34. Но, хотя эти люди держали власть так твердо, хотя они и подчинили себе римлян, одних – щедрыми милостями, других – страхом, Катона они по-прежнему боялись. Вдобавок им было тягостно и мучительно вспоминать, что победа над этим человеком досталась им не даром, но ценою напряженных усилий, срама и позорных изобличений. Клодий даже и не надеялся свалить Цицерона, пока рядом был Катон, но, только об этом и думая, он, сразу же как вступил в должность, пригласил к себе Катона и заявил, что видит в нем честнейшего и достойнейшего из римлян и готов дать доказательства своей искренности. Многие, продолжал он, хотят получить в управление Кипр и привести к покорности Птолемея[21] и просят их туда отправить, но лишь одного Катона он, Клодий, считает достойным и охотно оказывает ему услугу. «Какая же это услуга – это ловушка и надругательство!» – вскричал Катон, и Клодий с нестерпимым высокомерием отвечал: «Что ж, если ты такой неблагодарный и не признаешь моих услуг, поедешь вопреки собственной воле». С этими словами он отправился в Народное собрание и провел закон о назначении Катона. Снаряжая его в путь, Клодий не дал ему ни единого корабля, ни единого воина, ни единого служителя – никого, кроме двух писцов, из которых один был вор и отъявленный негодяй, а другой – клиент Клодия. А вдобавок, словно дела Кипра и Птолемея были сущей безделицей, он поручил Катону вернуть на родину византийских изгнанников – желая, чтобы тот как можно дольше находился вдали от Рима, пока сам он исполняет свою должность.

35. Оказавшись сам в такой крайности, Катон дал совет Цицерону, которого Клодий уже гнал и теснил, не поднимать мятежа, не ввергать государство в кровопролитную войну, но подчиниться обстоятельствам, тем самым спасая родину еще раз. На Кипр он отправил одного из друзей, Канидия, советуя Птолемею уступить без сопротивления и обещая ему в этом случае жизнь безбедную и почетную, ибо римский народ готов сделать его жрецом богини в Пафосе[22]. Сам Катон оставался на Родосе, занимаясь необходимыми приготовлениями и ожидая ответа.
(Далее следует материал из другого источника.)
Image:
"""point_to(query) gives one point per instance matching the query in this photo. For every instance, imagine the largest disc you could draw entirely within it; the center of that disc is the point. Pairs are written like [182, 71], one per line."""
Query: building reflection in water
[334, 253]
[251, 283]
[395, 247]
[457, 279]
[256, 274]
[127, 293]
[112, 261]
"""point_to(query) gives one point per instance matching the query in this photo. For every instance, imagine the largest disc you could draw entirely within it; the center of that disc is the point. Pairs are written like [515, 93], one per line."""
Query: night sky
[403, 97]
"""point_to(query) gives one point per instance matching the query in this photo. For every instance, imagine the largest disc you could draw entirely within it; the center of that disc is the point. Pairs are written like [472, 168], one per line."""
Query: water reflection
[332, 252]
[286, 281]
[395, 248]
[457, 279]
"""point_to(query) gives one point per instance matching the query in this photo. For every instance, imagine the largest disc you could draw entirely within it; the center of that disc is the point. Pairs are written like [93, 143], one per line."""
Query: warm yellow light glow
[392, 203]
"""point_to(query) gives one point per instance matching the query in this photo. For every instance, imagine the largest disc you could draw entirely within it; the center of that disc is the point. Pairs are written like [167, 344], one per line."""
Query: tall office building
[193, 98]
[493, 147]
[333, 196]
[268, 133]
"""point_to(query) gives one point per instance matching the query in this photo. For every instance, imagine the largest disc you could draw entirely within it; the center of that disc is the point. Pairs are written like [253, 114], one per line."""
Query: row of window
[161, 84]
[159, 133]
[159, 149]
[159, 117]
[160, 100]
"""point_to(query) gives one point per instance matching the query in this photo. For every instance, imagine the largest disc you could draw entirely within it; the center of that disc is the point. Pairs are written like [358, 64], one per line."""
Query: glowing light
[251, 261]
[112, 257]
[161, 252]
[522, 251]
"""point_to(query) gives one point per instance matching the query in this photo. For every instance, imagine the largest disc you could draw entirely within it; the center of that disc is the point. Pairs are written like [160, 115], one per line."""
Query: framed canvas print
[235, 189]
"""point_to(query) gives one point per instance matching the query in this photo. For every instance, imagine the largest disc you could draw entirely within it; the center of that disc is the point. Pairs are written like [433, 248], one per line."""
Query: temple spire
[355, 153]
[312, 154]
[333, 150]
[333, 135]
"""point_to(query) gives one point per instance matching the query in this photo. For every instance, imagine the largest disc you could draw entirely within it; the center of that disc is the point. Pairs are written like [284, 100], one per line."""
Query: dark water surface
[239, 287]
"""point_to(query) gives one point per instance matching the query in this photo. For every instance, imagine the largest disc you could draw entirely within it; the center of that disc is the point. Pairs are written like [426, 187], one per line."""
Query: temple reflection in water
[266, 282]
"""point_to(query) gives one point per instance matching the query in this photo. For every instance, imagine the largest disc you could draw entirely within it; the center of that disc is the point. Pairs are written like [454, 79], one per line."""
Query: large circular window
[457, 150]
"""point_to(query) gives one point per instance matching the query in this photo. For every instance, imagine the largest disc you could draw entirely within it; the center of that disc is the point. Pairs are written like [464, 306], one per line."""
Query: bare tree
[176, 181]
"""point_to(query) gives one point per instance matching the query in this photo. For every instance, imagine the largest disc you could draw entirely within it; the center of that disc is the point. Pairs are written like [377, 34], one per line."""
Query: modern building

В это время на Родос прибыл египетский царь Птолемей. У него вышел раздор с подданными и, в гневе на них, он покинул Александрию и держал путь в Рим, надеясь, что Помпей и Цезарь вооруженной рукой вернут его на царство. Птолемей хотел встретиться с Катоном и известил его о своем приезде, ожидая, что тот посетит его сам. Катон, однако, как раз перед тем принял слабительного и пригласил Птолемея прийти к нему, если царь пожелает, а когда он явился, не вышел ему навстречу и даже не поднялся с места, но приветствовал, как любого случайного гостя, и просил сесть. Сперва Птолемей был немало озадачен, дивясь такому высокомерию и крутости нрава, никак не сочетавшимися с простой и скромной наружностью хозяина, но потом, когда заговорил о своих делах и услышал речи, полные разума и глубокой откровенности, услышал порицания Катона, объяснявшего ему, с каким благополучием он расстался и каким мучениям себя обрекает, отдаваясь во власть римских властителей, чье мздоимство и алчность едва ли насытишь, даже если обратишь в деньги весь Египет, когда услышал совет плыть назад и примириться с подданными и обещание, что Катон сам поплывет вместе с ним и поможет восстановить мир, – услышав все это, царь словно очнулся от какого-то безумия или же умоисступления и, ясно видя всю правоту и всю мудрость Катона, захотел было последовать его увещаниям. Друзья, однако ж, отговорили его, но стоило ему оказаться в Риме[23] и в первый раз приблизиться к дверям кого-то из власть имущих, как он горько пожалел о своем неразумном решении и подумал, что не речью достойного человека он пренебрег, а скорее вещанием бога.